SFPD arrests suspects tied to more than $43,000 in retail thefts
SFPD said one suspect hit Walgreens 27 times and another pair stole from Safeway 14 times, part of a crackdown meant to calm shopping corridors.

San Francisco police said repeated thefts at Walgreens and Safeway stores cost retailers more than $43,000, a toll that was felt not just in inventory losses but in the daily strain on stores trying to keep shelves stocked and workers protected.

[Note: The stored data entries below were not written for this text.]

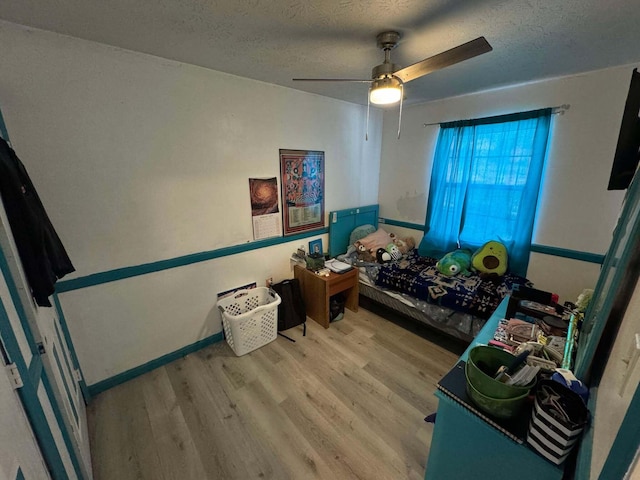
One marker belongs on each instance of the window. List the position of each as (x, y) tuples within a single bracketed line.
[(485, 183)]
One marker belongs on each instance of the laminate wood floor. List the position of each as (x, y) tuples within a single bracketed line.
[(344, 403)]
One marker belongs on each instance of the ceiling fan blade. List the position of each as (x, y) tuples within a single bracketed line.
[(330, 80), (445, 59)]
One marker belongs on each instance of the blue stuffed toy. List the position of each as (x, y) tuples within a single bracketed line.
[(456, 262)]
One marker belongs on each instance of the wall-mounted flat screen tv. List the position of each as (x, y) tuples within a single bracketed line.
[(625, 161)]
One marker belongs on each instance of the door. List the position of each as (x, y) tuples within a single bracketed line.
[(19, 452), (54, 377)]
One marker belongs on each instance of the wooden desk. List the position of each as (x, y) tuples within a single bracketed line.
[(317, 290)]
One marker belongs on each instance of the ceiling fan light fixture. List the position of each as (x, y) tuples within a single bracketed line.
[(385, 91)]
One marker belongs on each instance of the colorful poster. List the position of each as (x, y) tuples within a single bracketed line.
[(302, 181), (264, 208)]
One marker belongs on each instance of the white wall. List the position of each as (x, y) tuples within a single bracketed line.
[(575, 212), (139, 159)]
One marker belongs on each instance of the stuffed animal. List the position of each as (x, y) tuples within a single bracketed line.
[(382, 256), (490, 259), (404, 245), (394, 251), (363, 254), (454, 263)]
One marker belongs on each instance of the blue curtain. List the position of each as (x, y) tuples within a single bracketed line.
[(484, 185)]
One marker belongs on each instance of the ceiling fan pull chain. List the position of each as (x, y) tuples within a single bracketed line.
[(400, 115), (366, 133)]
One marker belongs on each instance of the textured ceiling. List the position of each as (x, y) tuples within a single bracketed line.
[(277, 40)]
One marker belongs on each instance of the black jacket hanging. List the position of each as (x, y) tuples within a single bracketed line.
[(43, 256)]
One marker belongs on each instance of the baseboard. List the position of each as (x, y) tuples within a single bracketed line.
[(111, 382)]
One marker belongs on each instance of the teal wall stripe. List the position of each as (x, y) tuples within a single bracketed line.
[(3, 129), (35, 369), (63, 427), (128, 272), (72, 350), (17, 303), (111, 382), (152, 267), (399, 223), (29, 396), (572, 254), (583, 463)]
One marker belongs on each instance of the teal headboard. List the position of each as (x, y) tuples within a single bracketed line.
[(342, 223), (3, 129)]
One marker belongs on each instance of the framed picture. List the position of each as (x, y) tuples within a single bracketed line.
[(302, 180), (315, 246)]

The most expensive case centered on 24-year-old Tyrese Boswell, whom police said targeted Walgreens locations across San Francisco in 27 separate thefts between late 2025 and April 2026. Investigators said he mainly stole cosmetics and batteries, merchandise that can disappear quickly, be resold easily and force stores to tighten controls on everyday items. Police said Boswell was first arrested on Christmas Eve 2025 after 18 thefts at the Walgreens on the 1100 block of Columbus Avenue, then arrested again on April 4 after seven more thefts, and apprehended a third time on April 16 after returning to the Castro Street store. The value of the stolen merchandise in that series was said to be nearly $40,000.

A separate investigation focused on Safeway stores, where police said reports from asset protection identified two suspects repeatedly targeting meat, seafood and produce. Investigators identified 33-year-old Jacqueline Michael and 35-year-old Darlene Gilbert and said the pair stole more than $3,200 across 14 incidents between Jan. 14 and April 1, 2026. Michael was initially arrested on April 2, and Gilbert was arrested on a warrant the next day.

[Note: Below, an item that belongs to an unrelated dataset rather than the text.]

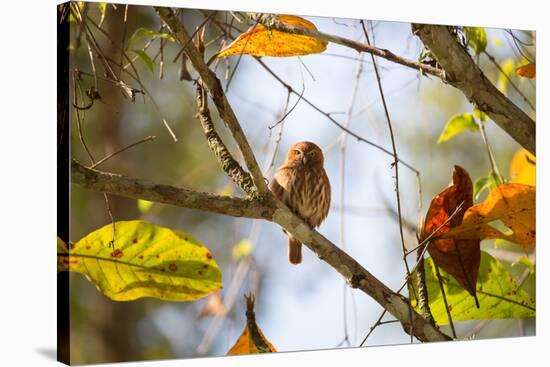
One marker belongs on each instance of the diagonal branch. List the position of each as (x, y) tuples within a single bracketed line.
[(230, 166), (273, 23), (116, 184), (213, 85), (462, 73), (271, 210), (459, 70)]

The San Francisco Police Department said its Organized Retail Crime Task Force has worked closely with local retailers and also with the California Highway Patrol, the San Francisco District Attorney’s Office and the San Francisco Sheriff’s Department to identify repeat offenders and push cases forward. The department also pointed to two newer state laws now being used in retail-theft cases: Penal Code 666.1, which took effect Dec. 18, 2024 and can turn repeat theft into a felony, and Penal Code 487(e), which took effect Jan. 1, 2025 and allows multiple petty-theft incidents to be aggregated once the total passes $950.

The latest arrests fit into a broader city campaign that has produced periodic surges in enforcement. In April 2025, police said 37 suspects were arrested in three organized-retail-theft operations in the Ingleside District. In July 2025, officers said Samuel Shrimpton and Ryan Twedell were arrested in a 17-case theft investigation involving more than $15,000 in stolen merchandise. In November 2024, police said eight suspects, including juveniles as young as 12, were arrested in a Walgreens theft spree involving at least 23 thefts and more than $84,000 in merchandise, including a violent robbery that left an employee with a serious head injury.

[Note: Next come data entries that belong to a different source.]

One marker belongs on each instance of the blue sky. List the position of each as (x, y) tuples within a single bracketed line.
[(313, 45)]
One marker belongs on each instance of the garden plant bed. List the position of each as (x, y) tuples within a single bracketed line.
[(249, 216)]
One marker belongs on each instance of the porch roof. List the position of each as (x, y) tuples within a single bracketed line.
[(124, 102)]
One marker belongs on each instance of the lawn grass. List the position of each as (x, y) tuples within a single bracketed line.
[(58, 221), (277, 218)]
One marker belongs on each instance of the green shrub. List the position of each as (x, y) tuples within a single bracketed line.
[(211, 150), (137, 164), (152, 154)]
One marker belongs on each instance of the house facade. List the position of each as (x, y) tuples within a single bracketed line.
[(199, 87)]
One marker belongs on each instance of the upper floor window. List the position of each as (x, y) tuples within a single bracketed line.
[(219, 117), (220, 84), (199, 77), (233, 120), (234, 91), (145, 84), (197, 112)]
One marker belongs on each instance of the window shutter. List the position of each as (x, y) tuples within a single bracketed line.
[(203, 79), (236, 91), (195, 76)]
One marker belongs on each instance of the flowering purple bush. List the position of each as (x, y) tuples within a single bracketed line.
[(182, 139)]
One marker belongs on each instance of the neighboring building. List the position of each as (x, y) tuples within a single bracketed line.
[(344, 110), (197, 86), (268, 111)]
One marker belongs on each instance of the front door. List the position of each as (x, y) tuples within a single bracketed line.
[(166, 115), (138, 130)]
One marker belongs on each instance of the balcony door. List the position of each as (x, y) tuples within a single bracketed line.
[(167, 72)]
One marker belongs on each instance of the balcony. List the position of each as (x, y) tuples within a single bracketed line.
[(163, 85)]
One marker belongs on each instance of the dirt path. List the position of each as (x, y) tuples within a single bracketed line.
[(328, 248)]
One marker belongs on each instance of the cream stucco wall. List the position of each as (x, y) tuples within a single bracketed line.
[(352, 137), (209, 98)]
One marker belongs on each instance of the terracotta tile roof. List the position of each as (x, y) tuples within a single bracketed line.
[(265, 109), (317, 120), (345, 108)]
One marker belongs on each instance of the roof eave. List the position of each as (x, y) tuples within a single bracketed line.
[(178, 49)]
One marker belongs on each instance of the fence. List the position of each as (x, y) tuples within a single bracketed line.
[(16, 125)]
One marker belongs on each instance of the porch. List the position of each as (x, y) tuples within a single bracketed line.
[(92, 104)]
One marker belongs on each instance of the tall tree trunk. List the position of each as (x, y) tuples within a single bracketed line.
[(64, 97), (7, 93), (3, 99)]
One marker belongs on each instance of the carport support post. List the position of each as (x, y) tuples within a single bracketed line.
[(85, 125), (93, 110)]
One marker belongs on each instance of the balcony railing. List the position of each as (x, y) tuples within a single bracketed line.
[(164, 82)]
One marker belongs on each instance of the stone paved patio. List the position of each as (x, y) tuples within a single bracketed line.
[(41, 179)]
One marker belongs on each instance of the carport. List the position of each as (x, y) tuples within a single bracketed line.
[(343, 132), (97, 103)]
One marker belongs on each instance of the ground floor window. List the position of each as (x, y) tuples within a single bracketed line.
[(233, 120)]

City officials said in 2023 that retail-theft blitzes had produced more than 300 arrests at more than 40 locations and were backed by $17 million in state grant funding. The May arrests suggest the task force is still active, but the lasting test is whether workers and shoppers at Walgreens, Safeway and other chain stores see fewer repeat hits on the ground, not just another headline arrest.